Baldinger told Earle he was not surprised about the stabbing at Carrick.
“A matter of time. It was bound to happen,” said Baldinger.
Baldinger told Earle that the district gutted the school police force from 26 officers just five years ago to less than a dozen today.
He said a handful of school board members didn’t want police officers in the schools and they made that quite clear.
“They did everything they possibly could to tell, to relay that message to everybody that they don’t want school police officers in their buildings no more and you know they thought they were protecting these kids, and stuff like this is happening to where they’re not protecting these kids,” said Baldinger.

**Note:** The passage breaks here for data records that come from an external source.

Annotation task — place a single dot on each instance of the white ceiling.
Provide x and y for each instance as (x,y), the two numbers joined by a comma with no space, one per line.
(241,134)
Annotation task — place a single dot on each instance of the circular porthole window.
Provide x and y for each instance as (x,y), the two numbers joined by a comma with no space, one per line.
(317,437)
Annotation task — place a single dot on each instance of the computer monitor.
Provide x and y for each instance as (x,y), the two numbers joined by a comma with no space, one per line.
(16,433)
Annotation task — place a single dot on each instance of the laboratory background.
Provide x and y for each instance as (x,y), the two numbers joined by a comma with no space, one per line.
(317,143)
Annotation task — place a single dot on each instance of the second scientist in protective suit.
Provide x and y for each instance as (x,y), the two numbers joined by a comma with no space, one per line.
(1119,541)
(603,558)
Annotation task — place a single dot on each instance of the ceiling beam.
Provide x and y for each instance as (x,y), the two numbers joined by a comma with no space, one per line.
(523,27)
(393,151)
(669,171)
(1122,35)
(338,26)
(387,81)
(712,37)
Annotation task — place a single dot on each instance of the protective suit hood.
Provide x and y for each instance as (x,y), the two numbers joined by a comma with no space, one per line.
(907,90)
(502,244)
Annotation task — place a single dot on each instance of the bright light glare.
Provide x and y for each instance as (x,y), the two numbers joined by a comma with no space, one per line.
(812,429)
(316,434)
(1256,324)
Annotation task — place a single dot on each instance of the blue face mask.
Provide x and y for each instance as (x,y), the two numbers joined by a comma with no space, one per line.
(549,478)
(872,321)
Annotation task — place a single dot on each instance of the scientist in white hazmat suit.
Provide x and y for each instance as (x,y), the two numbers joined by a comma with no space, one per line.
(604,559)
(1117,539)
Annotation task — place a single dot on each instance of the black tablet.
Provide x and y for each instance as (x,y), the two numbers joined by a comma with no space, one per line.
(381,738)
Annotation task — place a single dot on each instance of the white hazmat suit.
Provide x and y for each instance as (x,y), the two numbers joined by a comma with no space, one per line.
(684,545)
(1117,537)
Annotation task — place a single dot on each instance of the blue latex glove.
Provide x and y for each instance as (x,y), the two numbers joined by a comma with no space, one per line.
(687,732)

Baldinger was assigned to Carrick at one point during his career, but now he says the officers are used as roving patrols, traveling from school to school, and responding when needed.
The district also has approximately 60 security guards. They are assigned to every building. Carrick has four to five security guards.
The district has also used metal detectors for at least 20 years.
So, how did a student get a knife into the school?
Baldinger offered some possible scenarios.
At times, he said, teachers are forced to monitor the metal detectors.
Baldinger: They put teachers on these metal detectors that are not trained.
Earle: So, they may have missed something?
Baldinger: Yeah, they’re not trained.
Baldinger also told Earle that there have been occasions when students opened side doors and had weapons or other items handed to them.
Twenty years ago, he said a student at Schenley High School entered the building after school hours and took a knife from a home economics classroom, hid it in a bathroom, and used it the next day to stab a student in the arm.
“Every school I ever walked into, it was at the home economics room that these knives are available. I was like, these need to be locked up,” said Baldinger.
He also believes there was a big benefit to being inside the schools every day.
He said he managed to build a rapport with many of the students and he would often hear about potential problems. He said he would occasionally be able to stop the problem before it ever happened, just because of the relationships he built with students over the years.